Si eres discípulo de Cristo, deberías consumirte en celo y levantarte con toda tu autoridad contra semejante corrupción universal de la desvergüenza. Contempla al Maestro y escúchale: El que quiera servirme, que me siga. Y no predispone sus oídos para que le escuchen, sino que se hace un látigo para golpearlos. No pronuncia discursos ni los admite. No se sienta en el tribunal; sin más, los azota. Y no oculta el motivo: han convertido la casa de oración en una lonja de contrataciones. Haz tú lo mismo. Huyan avergonzados de tu presencia esos traficantes. Y cuando no sea posible, que al menos le teman; tú también tienes tu azote. Tiemblen los banqueros que confían en el oro, porque nada pueden esperar de ti; que escondan su dinero de tu vista, pues saben que prefieres tirarlo antes que recibirlo.
Si obras así, con tenacidad y empeño, ganarás a muchos, consiguiendo que trabajen para vivir valiéndose de medios más honestos que el lucro infame; y los demás ni se atreverán a concebir semejantes negocios.
Por añadidura, podrás disponer mejor de tus tiempos de ocio, como antes te lo indicaba.

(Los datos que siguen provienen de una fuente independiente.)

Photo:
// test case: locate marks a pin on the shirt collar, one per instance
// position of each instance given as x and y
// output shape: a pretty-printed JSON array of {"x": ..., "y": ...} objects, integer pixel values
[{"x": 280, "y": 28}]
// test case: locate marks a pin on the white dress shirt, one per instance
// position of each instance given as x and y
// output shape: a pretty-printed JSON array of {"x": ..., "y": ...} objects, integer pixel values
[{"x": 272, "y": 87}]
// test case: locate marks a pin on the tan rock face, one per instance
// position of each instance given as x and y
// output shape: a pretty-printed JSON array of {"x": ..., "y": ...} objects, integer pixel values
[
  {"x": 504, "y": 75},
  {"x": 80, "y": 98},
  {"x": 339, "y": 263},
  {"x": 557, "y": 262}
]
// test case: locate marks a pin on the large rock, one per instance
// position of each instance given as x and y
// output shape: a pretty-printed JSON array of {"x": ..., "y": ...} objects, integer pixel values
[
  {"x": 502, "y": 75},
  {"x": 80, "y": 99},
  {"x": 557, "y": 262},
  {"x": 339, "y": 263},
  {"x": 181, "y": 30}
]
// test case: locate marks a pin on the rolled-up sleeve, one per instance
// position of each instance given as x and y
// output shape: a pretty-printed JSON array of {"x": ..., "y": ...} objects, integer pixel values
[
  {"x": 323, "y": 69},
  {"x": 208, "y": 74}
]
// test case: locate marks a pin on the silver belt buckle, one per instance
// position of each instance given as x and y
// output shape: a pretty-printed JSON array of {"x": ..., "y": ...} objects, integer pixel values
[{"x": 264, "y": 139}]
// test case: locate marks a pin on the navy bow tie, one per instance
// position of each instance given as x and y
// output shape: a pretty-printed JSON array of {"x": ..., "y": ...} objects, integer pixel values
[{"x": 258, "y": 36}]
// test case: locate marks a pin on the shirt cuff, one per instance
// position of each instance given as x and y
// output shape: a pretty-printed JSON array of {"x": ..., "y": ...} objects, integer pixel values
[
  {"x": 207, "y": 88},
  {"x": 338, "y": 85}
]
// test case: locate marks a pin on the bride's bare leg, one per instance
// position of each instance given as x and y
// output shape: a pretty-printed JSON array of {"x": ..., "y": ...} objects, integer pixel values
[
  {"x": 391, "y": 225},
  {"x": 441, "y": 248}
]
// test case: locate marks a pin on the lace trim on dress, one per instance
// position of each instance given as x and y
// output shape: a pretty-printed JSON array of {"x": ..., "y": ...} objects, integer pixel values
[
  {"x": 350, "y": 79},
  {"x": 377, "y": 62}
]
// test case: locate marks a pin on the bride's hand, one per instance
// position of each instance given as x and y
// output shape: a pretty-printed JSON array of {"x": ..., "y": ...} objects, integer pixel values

Porque así encontrarás muchos momentos libres para dedicarlos a la consideración. Y obrarías con toda honestidad, si fueras capaz de no conceder siquiera audiencias para asuntos de pleitos, remitiéndolos a otras personas y resolviendo los que juzgues dignos de tu intervención con un informe previo que sea breve, fiel y apropiado a la causa.
Te hablaba de la consideración; y pienso extenderme más, aunque lo haré en otro libro, para acabar ya con éste, no sea que te resulte doblemente pesado por su excesiva tensión y por la aspereza de mi estilo.